The Lawrence textile strike was a strike of immigrant workers in Lawrence, Massachusetts, in 1912 led by the Industrial Workers of the World (IWW). Prompted by a two-hour pay cut corresponding to a new law shortening the workweek for women, the strike spread rapidly through the town, growing to more than twenty thousand workers and involving nearly every mill in Lawrence. Starting January 1, 1912, the Massachusetts government started to enforce a law that allowed women to work a maximum of 54 hours, rather than 56 hours. Ten days later, they found out that pay had been reduced along with the cut in hours.
The strike united workers from more than 40 different nationalities. Carried on throughout a brutally cold winter, the strike lasted more than two months, from January to March, defying the assumptions of conservative trade unions within the American Federation of Labor (AFL) that immigrant, largely female and ethnically divided workers could not be organized. In late January, when a striker, Anna LoPizzo, was killed by police during a protest, IWW organizers Joseph Ettor and Arturo Giovannitti were framed and arrested on charges of being accessories to the murder.
IWW leaders Bill Haywood and Elizabeth Gurley Flynn came to Lawrence to run the strike. Together they masterminded its signature move, sending hundreds of the strikers' hungry children to sympathetic families in New York, New Jersey, and Vermont.
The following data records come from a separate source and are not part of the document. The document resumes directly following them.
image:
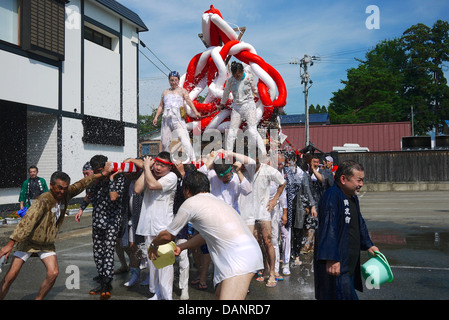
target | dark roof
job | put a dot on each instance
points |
(124, 12)
(301, 118)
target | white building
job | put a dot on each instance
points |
(68, 87)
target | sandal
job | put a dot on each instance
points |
(271, 283)
(121, 270)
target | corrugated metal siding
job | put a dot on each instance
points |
(42, 147)
(375, 136)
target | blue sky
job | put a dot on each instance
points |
(281, 31)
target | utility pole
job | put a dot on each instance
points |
(307, 82)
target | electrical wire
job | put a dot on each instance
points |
(153, 63)
(145, 46)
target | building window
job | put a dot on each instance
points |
(9, 21)
(43, 27)
(97, 37)
(103, 131)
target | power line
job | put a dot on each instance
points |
(145, 46)
(153, 63)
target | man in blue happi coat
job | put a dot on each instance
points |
(340, 236)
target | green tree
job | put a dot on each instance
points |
(373, 91)
(395, 76)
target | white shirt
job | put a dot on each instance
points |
(232, 247)
(228, 192)
(157, 207)
(242, 90)
(260, 182)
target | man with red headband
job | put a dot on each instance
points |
(158, 185)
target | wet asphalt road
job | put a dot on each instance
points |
(410, 228)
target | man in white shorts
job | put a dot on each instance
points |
(36, 232)
(158, 185)
(261, 175)
(233, 249)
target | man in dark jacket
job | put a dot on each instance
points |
(340, 236)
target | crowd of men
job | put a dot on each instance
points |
(247, 216)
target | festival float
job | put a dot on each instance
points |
(208, 70)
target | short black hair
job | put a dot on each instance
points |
(196, 182)
(164, 155)
(221, 166)
(59, 175)
(236, 66)
(346, 168)
(98, 161)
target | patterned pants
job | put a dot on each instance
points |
(103, 247)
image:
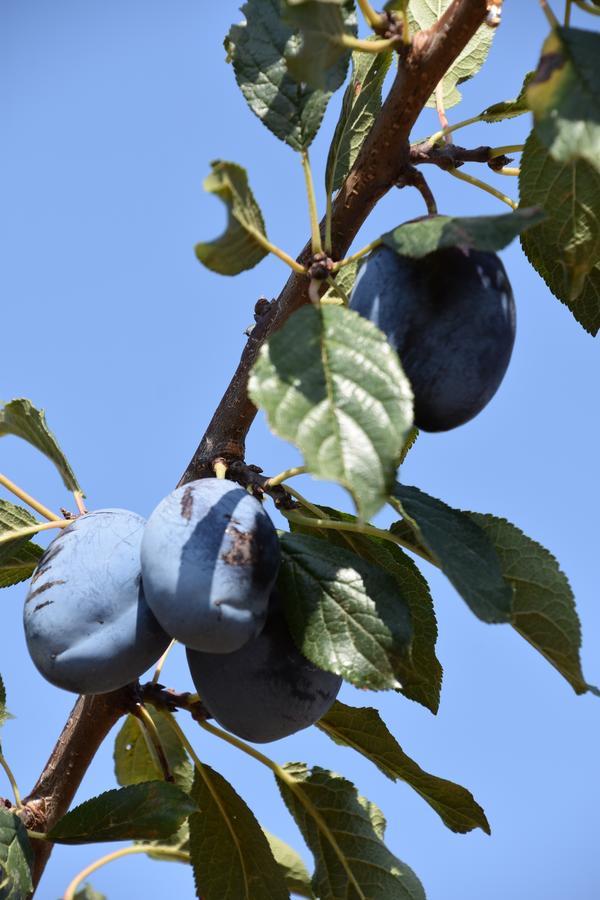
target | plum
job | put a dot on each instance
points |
(87, 625)
(451, 318)
(267, 690)
(210, 556)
The move drew widespread sympathy, especially after police stopped a further exodus, leading to violence at the Lawrence train station. Congressional hearings followed, resulting in exposure of shocking conditions in the Lawrence mills and calls for investigation of the "wool trust." Mill owners soon decided to settle the strike, giving workers in Lawrence and throughout New England raises of up to 20 percent. Within a year, however, the IWW had largely collapsed in Lawrence.
The Lawrence strike is often referred to as the "Bread and Roses" strike. It has also been called the "strike for three loaves". The phrase "bread and roses" actually preceded the strike, appearing in a poem by James Oppenheim published in The Atlantic Monthly in December 1911. A 1916 labor anthology, The Cry for Justice: An Anthology of the Literature of Social Protest by Upton Sinclair, attributed the phrase to the Lawrence strike, and the association stuck. "Bread and roses" has also been attributed to socialist union organizer Rose Schneiderman.
A popular rally cry that was used at the protests and strikes:
As we come marching, marching, we battle too for men, For they are women's children, and we mother them again. Our lives shall not be sweated from birth until life closes; Hearts starve as well as bodies; give us bread, but give us roses!
Postcard of American Woolen Co., Washington Mills, Lawrence, Mass.
Founded in 1845, Lawrence was a flourishing but deeply-troubled textile city. By 1900, mechanization and the deskilling of labor in the textile industry enabled factory owners to eliminate skilled workers and to employ large numbers of unskilled immigrant workers, mostly women. Work in a textile mill took place at a grueling pace, and the labor was repetitive and dangerous. In addition, a number of children under 14 worked in the mills. Half of the workers in the four Lawrence mills of the American Woolen Company, the leading employer in the industry and the town, were females between 14 and 18.
By 1912, the Lawrence mills at maximum capacity employed about 32,000 men, women, and children. Conditions had worsened even more in the decade before the strike. The introduction of the two-loom system in the woolen mills led to a dramatic increase in the pace of work. The greater production enabled the factory owners to lay off large numbers of workers. Those who kept their jobs earned, on average, $8.76 for 56 hours of work and $9.00 for 60 hours of work.
Map of areas occupied by different nationalities in Lawrence in 1910.
The workers in Lawrence lived in crowded and dangerous apartment buildings, often with many families sharing each apartment. Many families survived on bread, molasses, and beans; as one worker testified before the March 1912 congressional investigation of the Lawrence strike, "When we eat meat it seems like a holiday, especially for the children." Half of children died before they were six, and 36% of the adults who worked in the mill died before they were 25. The average life expectancy was 39.